This research investigates and develops a new approach to the management of service quality with the emphasis on patient and staff satisfaction in the healthcare sector. The challenge of measuring the quality of service in healthcare requires us to view the problem from multiple perspectives. At the philosophical level, the true nature of quality is still debated; at the psychological level, an accurate conceptual representation is problematic; whilst at the physical level, an accurate measurement of the concept still remains elusive to practitioners and academics. This research focuses on the problem of quality measurement in the healthcare sector.

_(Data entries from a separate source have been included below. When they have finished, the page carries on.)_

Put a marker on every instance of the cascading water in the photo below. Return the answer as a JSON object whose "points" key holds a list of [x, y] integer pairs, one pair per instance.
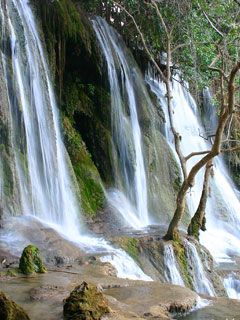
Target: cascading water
{"points": [[39, 154], [130, 198], [40, 161], [232, 286], [172, 274], [201, 283], [222, 237]]}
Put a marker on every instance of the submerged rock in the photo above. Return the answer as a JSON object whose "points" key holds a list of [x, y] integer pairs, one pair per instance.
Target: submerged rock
{"points": [[9, 310], [86, 302], [30, 261]]}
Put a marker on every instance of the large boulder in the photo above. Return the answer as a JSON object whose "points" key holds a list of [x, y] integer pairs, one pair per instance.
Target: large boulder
{"points": [[86, 302], [30, 262], [9, 310]]}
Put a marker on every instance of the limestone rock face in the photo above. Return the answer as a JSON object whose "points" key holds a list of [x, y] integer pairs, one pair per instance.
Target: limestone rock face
{"points": [[86, 302], [30, 261], [9, 310]]}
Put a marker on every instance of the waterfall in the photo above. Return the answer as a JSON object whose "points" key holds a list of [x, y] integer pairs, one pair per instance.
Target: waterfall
{"points": [[130, 195], [40, 159], [222, 237], [42, 167], [201, 284], [171, 270], [232, 286]]}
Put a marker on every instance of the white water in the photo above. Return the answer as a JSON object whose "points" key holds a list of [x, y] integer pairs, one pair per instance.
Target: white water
{"points": [[232, 286], [171, 268], [130, 196], [201, 283], [40, 159], [222, 237], [45, 185]]}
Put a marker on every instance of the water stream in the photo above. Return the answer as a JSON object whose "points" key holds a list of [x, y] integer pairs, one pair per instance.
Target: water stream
{"points": [[42, 167], [222, 237], [130, 195]]}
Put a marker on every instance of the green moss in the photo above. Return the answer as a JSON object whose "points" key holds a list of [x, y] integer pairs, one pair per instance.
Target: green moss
{"points": [[131, 246], [180, 253], [30, 261], [85, 302], [9, 310], [92, 195], [193, 229]]}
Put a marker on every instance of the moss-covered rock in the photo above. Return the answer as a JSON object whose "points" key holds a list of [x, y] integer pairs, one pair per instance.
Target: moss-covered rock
{"points": [[130, 245], [85, 302], [88, 178], [180, 253], [9, 310], [30, 262]]}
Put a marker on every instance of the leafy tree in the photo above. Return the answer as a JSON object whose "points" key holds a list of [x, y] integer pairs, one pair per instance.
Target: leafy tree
{"points": [[193, 29]]}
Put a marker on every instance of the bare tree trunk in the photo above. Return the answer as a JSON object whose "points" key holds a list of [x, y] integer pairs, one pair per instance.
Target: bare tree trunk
{"points": [[198, 220], [227, 110]]}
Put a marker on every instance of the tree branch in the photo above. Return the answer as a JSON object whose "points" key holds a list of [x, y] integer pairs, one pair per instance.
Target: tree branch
{"points": [[142, 39], [199, 153]]}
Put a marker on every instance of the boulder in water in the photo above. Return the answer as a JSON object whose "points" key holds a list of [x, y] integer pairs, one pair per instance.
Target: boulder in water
{"points": [[86, 302], [9, 310], [30, 262]]}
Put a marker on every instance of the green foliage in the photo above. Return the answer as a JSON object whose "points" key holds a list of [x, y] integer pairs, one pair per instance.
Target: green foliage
{"points": [[180, 253], [30, 262], [9, 310], [92, 195]]}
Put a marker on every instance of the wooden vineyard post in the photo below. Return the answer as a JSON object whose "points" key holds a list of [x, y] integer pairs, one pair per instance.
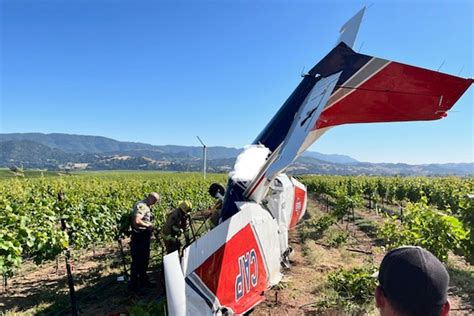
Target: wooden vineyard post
{"points": [[5, 282], [122, 254], [70, 280]]}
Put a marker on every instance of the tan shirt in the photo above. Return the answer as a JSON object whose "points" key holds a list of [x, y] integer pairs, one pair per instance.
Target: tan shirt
{"points": [[143, 210]]}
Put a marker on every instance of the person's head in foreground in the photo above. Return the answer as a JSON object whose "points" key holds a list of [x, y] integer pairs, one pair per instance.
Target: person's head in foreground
{"points": [[412, 281]]}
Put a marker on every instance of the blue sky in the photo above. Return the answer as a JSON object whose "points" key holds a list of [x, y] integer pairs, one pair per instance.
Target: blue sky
{"points": [[162, 72]]}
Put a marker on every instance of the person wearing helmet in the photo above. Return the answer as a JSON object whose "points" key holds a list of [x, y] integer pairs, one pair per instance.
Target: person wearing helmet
{"points": [[142, 227], [175, 226]]}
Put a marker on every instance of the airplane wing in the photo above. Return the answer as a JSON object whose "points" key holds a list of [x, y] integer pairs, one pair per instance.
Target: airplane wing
{"points": [[376, 90]]}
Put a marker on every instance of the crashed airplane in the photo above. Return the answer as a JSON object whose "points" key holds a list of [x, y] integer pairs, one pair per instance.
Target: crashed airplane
{"points": [[228, 270]]}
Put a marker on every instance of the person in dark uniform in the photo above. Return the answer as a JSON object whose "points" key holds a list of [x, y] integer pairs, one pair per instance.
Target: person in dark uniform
{"points": [[175, 226], [142, 228]]}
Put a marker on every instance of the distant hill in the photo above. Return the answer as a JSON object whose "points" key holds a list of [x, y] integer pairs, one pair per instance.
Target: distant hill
{"points": [[103, 145], [76, 143], [63, 151]]}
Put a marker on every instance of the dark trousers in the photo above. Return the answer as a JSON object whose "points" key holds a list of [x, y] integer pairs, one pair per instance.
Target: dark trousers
{"points": [[140, 249]]}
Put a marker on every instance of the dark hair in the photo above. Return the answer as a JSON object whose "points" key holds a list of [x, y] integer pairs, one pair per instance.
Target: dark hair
{"points": [[420, 310]]}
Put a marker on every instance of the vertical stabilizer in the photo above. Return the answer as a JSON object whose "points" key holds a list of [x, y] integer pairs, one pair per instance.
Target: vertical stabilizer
{"points": [[348, 31]]}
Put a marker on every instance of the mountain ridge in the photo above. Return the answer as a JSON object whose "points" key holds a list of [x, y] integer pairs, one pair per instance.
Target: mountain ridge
{"points": [[75, 152]]}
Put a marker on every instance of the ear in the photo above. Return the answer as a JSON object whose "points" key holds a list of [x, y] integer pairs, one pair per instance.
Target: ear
{"points": [[446, 308]]}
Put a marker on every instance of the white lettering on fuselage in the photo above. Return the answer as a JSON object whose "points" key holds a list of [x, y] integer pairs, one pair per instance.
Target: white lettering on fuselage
{"points": [[248, 274]]}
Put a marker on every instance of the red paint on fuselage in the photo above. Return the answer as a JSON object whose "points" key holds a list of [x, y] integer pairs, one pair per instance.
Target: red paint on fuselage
{"points": [[220, 272]]}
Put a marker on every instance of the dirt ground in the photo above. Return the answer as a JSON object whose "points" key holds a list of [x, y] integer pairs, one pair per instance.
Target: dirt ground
{"points": [[44, 290]]}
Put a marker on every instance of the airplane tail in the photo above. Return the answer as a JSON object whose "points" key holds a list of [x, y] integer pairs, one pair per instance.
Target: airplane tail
{"points": [[346, 87]]}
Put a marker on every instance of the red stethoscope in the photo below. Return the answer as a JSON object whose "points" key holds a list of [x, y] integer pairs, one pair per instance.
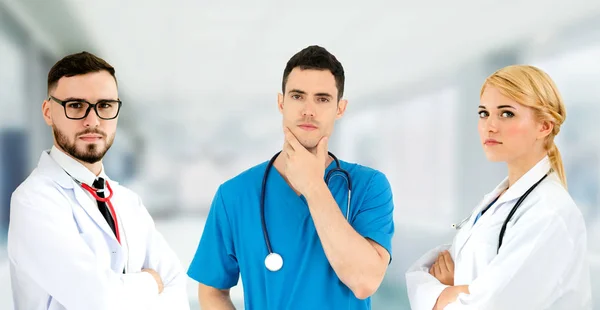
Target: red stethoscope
{"points": [[106, 200]]}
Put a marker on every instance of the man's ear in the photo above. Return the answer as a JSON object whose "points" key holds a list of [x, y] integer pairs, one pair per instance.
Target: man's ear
{"points": [[280, 102], [47, 112], [341, 109]]}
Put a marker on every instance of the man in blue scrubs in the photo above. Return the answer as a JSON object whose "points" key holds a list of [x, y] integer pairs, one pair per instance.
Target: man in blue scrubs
{"points": [[333, 258]]}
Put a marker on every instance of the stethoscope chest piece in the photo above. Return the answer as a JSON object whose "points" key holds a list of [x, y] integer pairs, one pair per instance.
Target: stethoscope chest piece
{"points": [[273, 262]]}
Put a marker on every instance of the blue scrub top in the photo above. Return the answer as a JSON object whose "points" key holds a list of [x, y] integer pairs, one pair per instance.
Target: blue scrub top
{"points": [[233, 244]]}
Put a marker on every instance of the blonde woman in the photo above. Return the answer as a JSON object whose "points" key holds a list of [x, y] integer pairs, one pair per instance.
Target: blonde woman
{"points": [[524, 245]]}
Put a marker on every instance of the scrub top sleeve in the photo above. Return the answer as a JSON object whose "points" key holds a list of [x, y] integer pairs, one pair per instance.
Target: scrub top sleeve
{"points": [[375, 217], [215, 263]]}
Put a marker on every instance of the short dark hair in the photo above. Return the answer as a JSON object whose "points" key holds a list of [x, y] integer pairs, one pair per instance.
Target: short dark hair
{"points": [[77, 64], [316, 58]]}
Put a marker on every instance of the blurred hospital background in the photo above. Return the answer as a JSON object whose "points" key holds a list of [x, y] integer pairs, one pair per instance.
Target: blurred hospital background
{"points": [[199, 81]]}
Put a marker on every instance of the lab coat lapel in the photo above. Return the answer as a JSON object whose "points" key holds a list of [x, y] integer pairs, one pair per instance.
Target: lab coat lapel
{"points": [[50, 168], [514, 192], [91, 208], [470, 226]]}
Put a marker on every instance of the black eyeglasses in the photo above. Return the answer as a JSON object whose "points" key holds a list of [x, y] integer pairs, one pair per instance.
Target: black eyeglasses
{"points": [[79, 108]]}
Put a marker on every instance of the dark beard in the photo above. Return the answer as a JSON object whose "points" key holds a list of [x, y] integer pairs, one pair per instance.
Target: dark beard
{"points": [[91, 155]]}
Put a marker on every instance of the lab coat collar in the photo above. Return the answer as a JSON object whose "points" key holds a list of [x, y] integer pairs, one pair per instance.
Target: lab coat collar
{"points": [[51, 165], [74, 168], [523, 184]]}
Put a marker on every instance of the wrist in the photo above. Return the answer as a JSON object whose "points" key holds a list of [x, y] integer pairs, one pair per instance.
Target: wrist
{"points": [[315, 189]]}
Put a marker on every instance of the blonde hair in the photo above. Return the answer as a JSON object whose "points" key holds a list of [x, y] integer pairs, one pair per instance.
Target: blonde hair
{"points": [[532, 87]]}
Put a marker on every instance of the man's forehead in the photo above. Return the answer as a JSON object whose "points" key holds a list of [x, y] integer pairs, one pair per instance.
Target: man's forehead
{"points": [[89, 85], [311, 81]]}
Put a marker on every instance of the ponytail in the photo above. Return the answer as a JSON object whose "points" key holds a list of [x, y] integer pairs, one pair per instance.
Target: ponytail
{"points": [[556, 162]]}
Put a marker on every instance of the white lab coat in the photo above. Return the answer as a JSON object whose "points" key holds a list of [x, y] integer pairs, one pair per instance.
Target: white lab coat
{"points": [[64, 255], [542, 261]]}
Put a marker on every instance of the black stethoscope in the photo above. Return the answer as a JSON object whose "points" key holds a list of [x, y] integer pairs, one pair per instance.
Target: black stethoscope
{"points": [[274, 261], [510, 214]]}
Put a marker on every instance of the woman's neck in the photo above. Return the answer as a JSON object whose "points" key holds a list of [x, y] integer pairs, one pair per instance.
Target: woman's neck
{"points": [[520, 166]]}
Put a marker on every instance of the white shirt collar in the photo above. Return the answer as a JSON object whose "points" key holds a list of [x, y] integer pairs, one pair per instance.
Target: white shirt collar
{"points": [[75, 168]]}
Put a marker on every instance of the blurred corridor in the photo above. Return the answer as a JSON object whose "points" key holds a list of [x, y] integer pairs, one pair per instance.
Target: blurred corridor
{"points": [[199, 82]]}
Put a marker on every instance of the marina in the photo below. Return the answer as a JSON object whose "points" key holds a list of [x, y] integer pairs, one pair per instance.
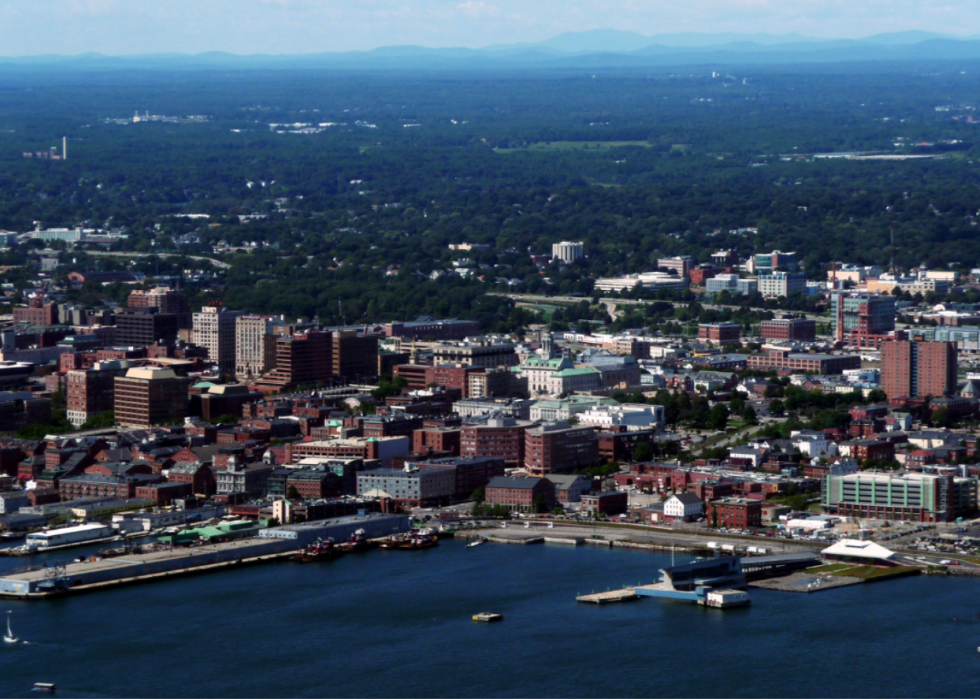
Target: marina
{"points": [[60, 578], [354, 598]]}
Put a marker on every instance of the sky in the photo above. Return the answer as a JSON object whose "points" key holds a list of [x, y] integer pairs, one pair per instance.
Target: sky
{"points": [[120, 27]]}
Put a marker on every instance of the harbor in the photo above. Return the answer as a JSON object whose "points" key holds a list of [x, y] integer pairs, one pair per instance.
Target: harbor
{"points": [[328, 612], [272, 544]]}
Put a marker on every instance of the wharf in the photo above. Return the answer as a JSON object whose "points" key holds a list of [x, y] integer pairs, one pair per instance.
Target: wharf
{"points": [[84, 576], [20, 552], [805, 583], [610, 596], [519, 541]]}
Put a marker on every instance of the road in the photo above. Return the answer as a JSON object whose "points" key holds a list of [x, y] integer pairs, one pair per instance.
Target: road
{"points": [[217, 263]]}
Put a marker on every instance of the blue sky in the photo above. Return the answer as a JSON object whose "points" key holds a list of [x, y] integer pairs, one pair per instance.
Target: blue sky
{"points": [[31, 27]]}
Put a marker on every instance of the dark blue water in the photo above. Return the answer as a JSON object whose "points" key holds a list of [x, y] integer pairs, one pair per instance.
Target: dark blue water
{"points": [[398, 623]]}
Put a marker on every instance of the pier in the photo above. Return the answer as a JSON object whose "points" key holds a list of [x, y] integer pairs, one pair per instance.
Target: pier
{"points": [[610, 596]]}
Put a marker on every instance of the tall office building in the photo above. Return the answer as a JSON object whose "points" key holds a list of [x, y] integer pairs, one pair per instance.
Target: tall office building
{"points": [[255, 345], [91, 391], [861, 319], [354, 357], [911, 369], [163, 298], [146, 397], [568, 252], [214, 329], [302, 358]]}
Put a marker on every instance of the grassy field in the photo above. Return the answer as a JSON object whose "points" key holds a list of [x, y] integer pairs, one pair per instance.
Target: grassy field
{"points": [[850, 570], [830, 568]]}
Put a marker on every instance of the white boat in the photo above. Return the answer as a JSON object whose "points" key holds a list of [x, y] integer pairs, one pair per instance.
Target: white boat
{"points": [[9, 636]]}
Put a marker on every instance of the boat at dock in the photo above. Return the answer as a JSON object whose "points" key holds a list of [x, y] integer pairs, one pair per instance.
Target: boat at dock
{"points": [[317, 551], [395, 541], [488, 616], [421, 539], [9, 636], [357, 543]]}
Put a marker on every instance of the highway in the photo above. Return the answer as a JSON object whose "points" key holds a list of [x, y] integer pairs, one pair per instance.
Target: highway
{"points": [[217, 263], [611, 303]]}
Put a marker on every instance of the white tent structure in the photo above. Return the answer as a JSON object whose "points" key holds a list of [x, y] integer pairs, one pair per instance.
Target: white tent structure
{"points": [[854, 551]]}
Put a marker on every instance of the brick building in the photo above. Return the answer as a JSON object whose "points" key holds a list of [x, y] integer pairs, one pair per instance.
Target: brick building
{"points": [[499, 437], [147, 397], [912, 369], [735, 513], [436, 439], [92, 391], [558, 446], [804, 362], [521, 494]]}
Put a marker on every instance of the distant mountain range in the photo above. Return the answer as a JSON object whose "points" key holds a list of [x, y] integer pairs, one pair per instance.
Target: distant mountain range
{"points": [[603, 48]]}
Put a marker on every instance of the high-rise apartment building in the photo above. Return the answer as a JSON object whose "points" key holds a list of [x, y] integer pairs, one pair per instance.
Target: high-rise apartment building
{"points": [[911, 369], [255, 345], [567, 252], [776, 284], [147, 396], [680, 265], [214, 329], [861, 319], [354, 356]]}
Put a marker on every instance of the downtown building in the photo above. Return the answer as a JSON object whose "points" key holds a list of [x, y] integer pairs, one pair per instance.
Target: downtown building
{"points": [[214, 329], [559, 447], [92, 391], [147, 397], [255, 345], [862, 319], [911, 497]]}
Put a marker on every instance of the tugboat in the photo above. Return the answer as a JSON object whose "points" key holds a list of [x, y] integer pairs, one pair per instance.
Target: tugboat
{"points": [[317, 551], [421, 539], [357, 543], [395, 541]]}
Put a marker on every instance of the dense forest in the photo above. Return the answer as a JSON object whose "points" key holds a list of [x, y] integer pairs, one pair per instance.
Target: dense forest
{"points": [[362, 180]]}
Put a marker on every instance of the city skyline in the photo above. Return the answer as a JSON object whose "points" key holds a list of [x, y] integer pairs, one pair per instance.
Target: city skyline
{"points": [[112, 27]]}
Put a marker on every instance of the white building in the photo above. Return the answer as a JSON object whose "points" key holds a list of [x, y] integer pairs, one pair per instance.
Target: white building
{"points": [[683, 506], [214, 328], [647, 280], [568, 252], [782, 284], [812, 443], [254, 345], [633, 417]]}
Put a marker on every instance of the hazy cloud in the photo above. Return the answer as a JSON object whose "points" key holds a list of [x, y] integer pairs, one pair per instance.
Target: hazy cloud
{"points": [[301, 26]]}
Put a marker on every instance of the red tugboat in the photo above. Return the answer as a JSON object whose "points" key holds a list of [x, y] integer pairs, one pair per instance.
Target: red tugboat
{"points": [[395, 541], [357, 543], [421, 539], [319, 550]]}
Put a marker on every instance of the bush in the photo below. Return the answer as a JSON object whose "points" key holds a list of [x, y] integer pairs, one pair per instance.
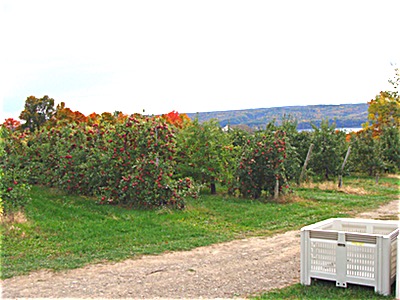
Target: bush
{"points": [[13, 184], [261, 164], [129, 163]]}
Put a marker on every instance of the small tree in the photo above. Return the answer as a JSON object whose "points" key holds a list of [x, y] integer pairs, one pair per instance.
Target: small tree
{"points": [[37, 112], [367, 153], [203, 153], [329, 149]]}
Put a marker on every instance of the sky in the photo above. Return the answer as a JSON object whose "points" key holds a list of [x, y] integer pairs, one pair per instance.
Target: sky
{"points": [[194, 56]]}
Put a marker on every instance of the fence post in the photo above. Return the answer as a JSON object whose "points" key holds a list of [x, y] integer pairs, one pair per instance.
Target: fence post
{"points": [[306, 163]]}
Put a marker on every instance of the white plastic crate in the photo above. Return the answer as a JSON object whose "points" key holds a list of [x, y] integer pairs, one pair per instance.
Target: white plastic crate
{"points": [[355, 251]]}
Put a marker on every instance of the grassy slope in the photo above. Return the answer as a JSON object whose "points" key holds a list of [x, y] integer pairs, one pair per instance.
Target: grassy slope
{"points": [[63, 231]]}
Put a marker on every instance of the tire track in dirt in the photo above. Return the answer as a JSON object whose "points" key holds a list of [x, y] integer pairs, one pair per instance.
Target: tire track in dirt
{"points": [[228, 270]]}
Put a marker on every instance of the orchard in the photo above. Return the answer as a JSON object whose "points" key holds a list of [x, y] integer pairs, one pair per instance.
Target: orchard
{"points": [[147, 162]]}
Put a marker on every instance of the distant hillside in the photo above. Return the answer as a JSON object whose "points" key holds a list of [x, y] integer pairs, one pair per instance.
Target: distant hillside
{"points": [[345, 115]]}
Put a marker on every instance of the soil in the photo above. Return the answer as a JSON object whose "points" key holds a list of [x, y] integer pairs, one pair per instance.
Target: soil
{"points": [[229, 270]]}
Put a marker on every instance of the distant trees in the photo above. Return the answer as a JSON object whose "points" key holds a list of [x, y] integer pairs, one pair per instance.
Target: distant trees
{"points": [[377, 146]]}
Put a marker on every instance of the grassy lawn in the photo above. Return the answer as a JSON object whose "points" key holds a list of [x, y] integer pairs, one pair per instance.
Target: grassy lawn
{"points": [[60, 231], [324, 290]]}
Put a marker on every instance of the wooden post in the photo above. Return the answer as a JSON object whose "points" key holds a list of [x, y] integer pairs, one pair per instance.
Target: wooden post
{"points": [[342, 168], [305, 163]]}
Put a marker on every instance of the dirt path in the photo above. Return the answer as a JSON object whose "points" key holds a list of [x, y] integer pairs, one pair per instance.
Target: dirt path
{"points": [[227, 270]]}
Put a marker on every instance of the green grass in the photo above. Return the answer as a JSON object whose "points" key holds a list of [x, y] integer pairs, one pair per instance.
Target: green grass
{"points": [[64, 231], [324, 290]]}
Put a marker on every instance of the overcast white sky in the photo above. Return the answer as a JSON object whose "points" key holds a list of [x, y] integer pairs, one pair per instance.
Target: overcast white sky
{"points": [[193, 56]]}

The contributions of this research are fourfold: Firstly, it argues that from the technological point of view the research to date into quality of service in healthcare has not considered methods of real-time measurement and monitoring. This research identifies the key elements that are necessary for developing a real-time quality monitoring system for the healthcare environment.Secondly, a unique index is proposed for the monitoring and improvement of healthcare performance using information-theoretic entropy formalism. The index is formulated based on five key performance indicators and was tested as a Healthcare Quality Index (HQI) based on three key quality indicators of dignity, confidence and communication in an Accident and Emergency department. Thirdly, using an M/G/1 queuing model and its underlying Littleās Law, the concept of Effective Satisfaction in healthcare has been proposed. The concept is based on a Staff-Patient Satisfaction Relation Model (S-PSRM) developed using a patient satisfaction model and an empirically tested model developed for measuring staff satisfaction with workload (service time). The argument is presented that a synergy between patient satisfaction and staff satisfaction is the key to sustainable improvement in healthcare quality. The final contribution is the proposal of a Discrete Event Simulation (DES) modelling platform as a descriptive model that captures the random and stochastic nature of healthcare service provision process to prove the applicability of the proposed quality measurement models.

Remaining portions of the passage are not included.